Jeff Jacoby in the Boston Globe:
Let’s see. Before the current frenzy over those 16 dubious words in the State of the Union address, there was the frenzy over the inability of allied troops in Iraq to find a weapons of mass destruction ”smoking gun” – stockpiles of banned nerve gas and lethal biological agents.
Before that, there was the frenzy over the administration’s failure to prevent the post-liberation pillaging of more than 170,000 treasures from the Iraqi National Museum – a frenzy that faded when it turned out the real number was closer to 50.
The actual lowball estimate at this point is 13,000 from the storage room, and another 47* from the exhibition room.
Of course, it is technically true that 13,047 is closer to 50 than it is to 170,000…but I don’t think that’s what he meant.
(And you gotta love the dismissive reference to a “frenzy over the inability” to find WMDs.
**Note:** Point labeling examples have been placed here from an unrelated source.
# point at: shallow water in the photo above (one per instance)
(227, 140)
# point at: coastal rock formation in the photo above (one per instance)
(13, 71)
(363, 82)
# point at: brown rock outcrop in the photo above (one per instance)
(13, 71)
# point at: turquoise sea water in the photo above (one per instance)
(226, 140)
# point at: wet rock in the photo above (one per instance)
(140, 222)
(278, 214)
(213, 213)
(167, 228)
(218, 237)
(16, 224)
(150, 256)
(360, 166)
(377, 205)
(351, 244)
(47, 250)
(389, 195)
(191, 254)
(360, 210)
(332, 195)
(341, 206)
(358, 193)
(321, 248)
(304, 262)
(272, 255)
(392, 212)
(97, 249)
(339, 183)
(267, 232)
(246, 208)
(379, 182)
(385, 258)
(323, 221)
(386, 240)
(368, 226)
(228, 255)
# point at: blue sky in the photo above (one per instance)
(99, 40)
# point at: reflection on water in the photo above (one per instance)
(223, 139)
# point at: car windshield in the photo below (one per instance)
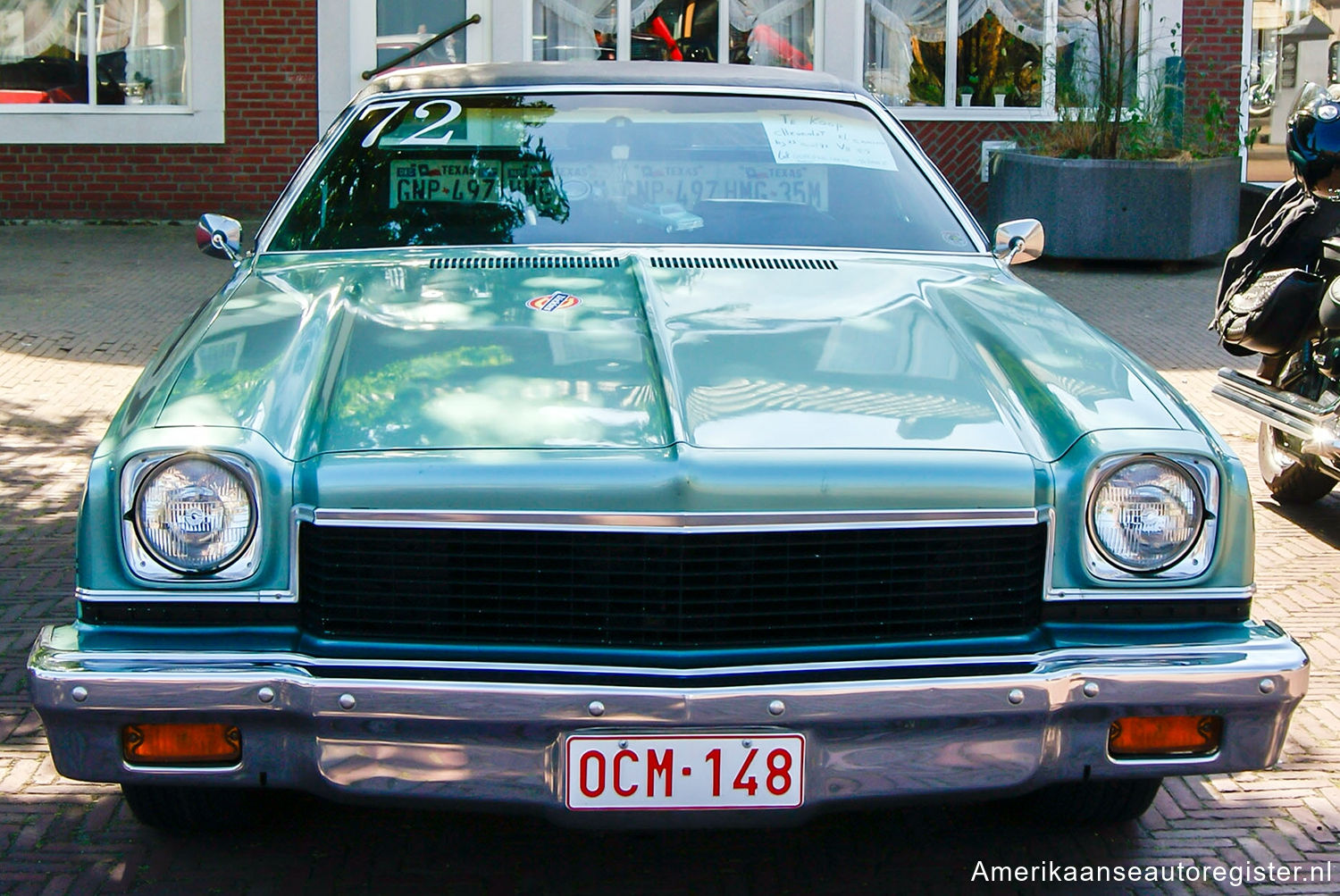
(579, 168)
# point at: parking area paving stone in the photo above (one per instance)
(82, 308)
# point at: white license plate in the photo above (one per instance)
(685, 772)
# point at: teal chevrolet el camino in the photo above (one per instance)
(482, 485)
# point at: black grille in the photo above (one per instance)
(524, 262)
(672, 590)
(756, 264)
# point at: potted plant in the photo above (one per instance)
(1118, 174)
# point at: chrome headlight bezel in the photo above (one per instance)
(1194, 557)
(145, 561)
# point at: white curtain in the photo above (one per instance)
(570, 27)
(892, 24)
(782, 32)
(40, 26)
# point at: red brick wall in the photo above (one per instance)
(270, 59)
(957, 150)
(1211, 45)
(271, 121)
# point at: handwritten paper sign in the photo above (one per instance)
(800, 138)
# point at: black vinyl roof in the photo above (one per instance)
(653, 74)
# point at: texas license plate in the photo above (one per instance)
(685, 772)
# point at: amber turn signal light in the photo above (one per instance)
(1165, 735)
(181, 743)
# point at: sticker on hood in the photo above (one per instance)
(557, 300)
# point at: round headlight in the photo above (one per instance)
(1146, 515)
(195, 515)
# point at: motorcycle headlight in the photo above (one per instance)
(195, 515)
(1146, 515)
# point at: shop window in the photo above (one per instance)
(405, 24)
(1291, 45)
(758, 32)
(113, 58)
(137, 48)
(1000, 56)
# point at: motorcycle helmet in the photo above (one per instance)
(1313, 139)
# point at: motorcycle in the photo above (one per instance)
(1296, 399)
(1280, 297)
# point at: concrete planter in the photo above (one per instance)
(1119, 209)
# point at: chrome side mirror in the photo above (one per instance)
(1018, 241)
(220, 236)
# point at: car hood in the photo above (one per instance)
(516, 348)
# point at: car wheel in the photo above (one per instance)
(1289, 480)
(1093, 802)
(179, 809)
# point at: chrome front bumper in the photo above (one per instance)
(402, 732)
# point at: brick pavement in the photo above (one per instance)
(80, 310)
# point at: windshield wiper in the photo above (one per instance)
(374, 72)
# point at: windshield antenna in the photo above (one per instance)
(374, 72)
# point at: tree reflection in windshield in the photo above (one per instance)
(610, 169)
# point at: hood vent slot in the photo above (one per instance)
(500, 263)
(753, 264)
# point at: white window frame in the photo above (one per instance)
(201, 121)
(1155, 21)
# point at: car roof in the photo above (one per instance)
(581, 74)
As if anyone who actually expected the administration to find the very rationale for the war is just some kind of hysterical nincompoop.)
*This number was initially reported in an AP article as 47,000, but all the subsequent articles I’ve seen on the topic report it as 47, so my guess is that the AP report was a typo. More bad information to muddy the water, unfortunately, though I’m sure there are plenty of people who will be willing to split the difference and call it, well, 33.